Surveillance
Painted Caves
L'époque actuelle fait une large place à des œuvres musicales sombres, opaques et denses, comme un miroir de notre société où tout semble gentiment foutre le camp. Discours de vieux con décliniste, me direz-vous. Sûrement un peu. Pourtant, sur ce tas de fumier sociétal poussent des roses auditives.

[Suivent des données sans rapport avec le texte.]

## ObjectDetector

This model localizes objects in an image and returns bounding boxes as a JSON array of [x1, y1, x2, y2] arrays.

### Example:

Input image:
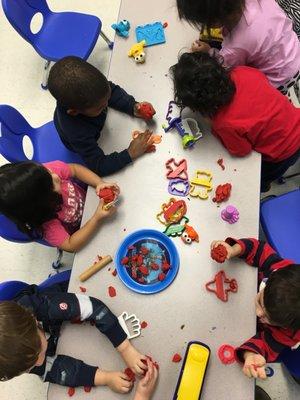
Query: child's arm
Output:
[[59, 199, 117, 252], [69, 164, 120, 195], [211, 238, 293, 278]]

Après tout, rien de neuf là-dedans, chaque décennie ayant apporté son lot de courants et sous-courants musicaux.
Cela ne vous aura certainement pas échappé, la période est au «dark». Sauf qu'entre la dark techno, le dark ambient, ou le dark menuet, on a l'étrange impression de donner dans le carré noir sur fond noir. En sus, les clones et les suiveurs pullulent, si bien que le bon grain se noie dans l'ivraie. Bien installés, les labels comme Modern Love, Stroboscopic Artefacts, Blackest Ever Black ou Hospital Productions restent au-dessus de la mêlée à regarder tout ce petit monde s'étriper et chercher sa place sous ce soleil noir. Dans tout ce fatras figure en bonne place et dans ce qu'on qualifierait de bon grain, le duo Barn Owl. Tout en continuant de distiller un drone mystique et mouvant, les Américains ont rajouté une teinte anthracite à leurs compositions au fil des années. Pour s'en convaincre, il suffit de comparer Ancestral Star sorti en 2009 et V sorti cette année. Il n'est alors pas étonnant que lorsque la moitié du duo se décide à sortir un projet en solo, celui-ci n'officie pas dans la pop gaie et sucrée. Pour ce projet, Evan Caminiti a choisi de revêtir son masque de Painted Caves, nom qui sied à merveille à sa musique. Les présentations faites, il est grand temps de s'atteler à ce premier album du producteur de San Francisco.
Surveillance est une œuvre assez succincte – une trentaine de minutes - si l'on se réfère aux standards du genre qui ne jure que par des morceaux fleuves. Loin d'être une critique, cet aspect est plutôt l'un des atouts de cet album. En effet, par zèle de noirceur, de trop nombreux producteurs tentent des immersions longues et pénibles qui, loin d'attiser nos sentiments les plus sombres et inavouables, font le plus souvent l'effet du Valium. Au premier abord, Painted Caves ne semble rien apporter au genre et semble voguer sur la vague dark du moment. Noir c'est noir. Pourtant, si l'on s'y penche d'un peu plus près, Surveillance n'est pas une de ces œuvres immersives et suffocantes comme il en existe en nombre pléthorique ces derniers temps. On se laisserait habilement leurrer par ce qui paraît être une pièce musicale uniquement sombre et monolithique, mais cela serait trop grossier pour l'orfèvre qu'est Evan Caminiti. Ainsi, des raies lumineuses salvatrices percent les ténèbres environnantes pour permettre de s'habituer à la pénombre. Cet acuité visuelle retrouvée, il est alors possible de déceler les anfractuosités et recoins de cet album. Et c'est seulement à ce moment-là que l'on peut entrevoir toute la grandeur de Surveillance. Cette subtilité dans la composition, couplée à une production chirurgicale, offrent à cette œuvre une profondeur que peu d'artistes atteignent, trop occupés à vouloir creuser trop profond dans ce sillon dark. Painted Caves pénètre les abîmes avec majesté pour y regarder au plus profond et en tirer la substantifique moelle.
Pour autant, n'allez pas chercher dans cet artefact une quelconque révolution au sein du royaume des ombres, ce n'est certainement pas l'ambition de ce premier album. Néanmoins, Painted Caves, sans prétendre au trône, mérite amplement son titre de noblesse. Tout cela, sans armes, ni haine, ni violence.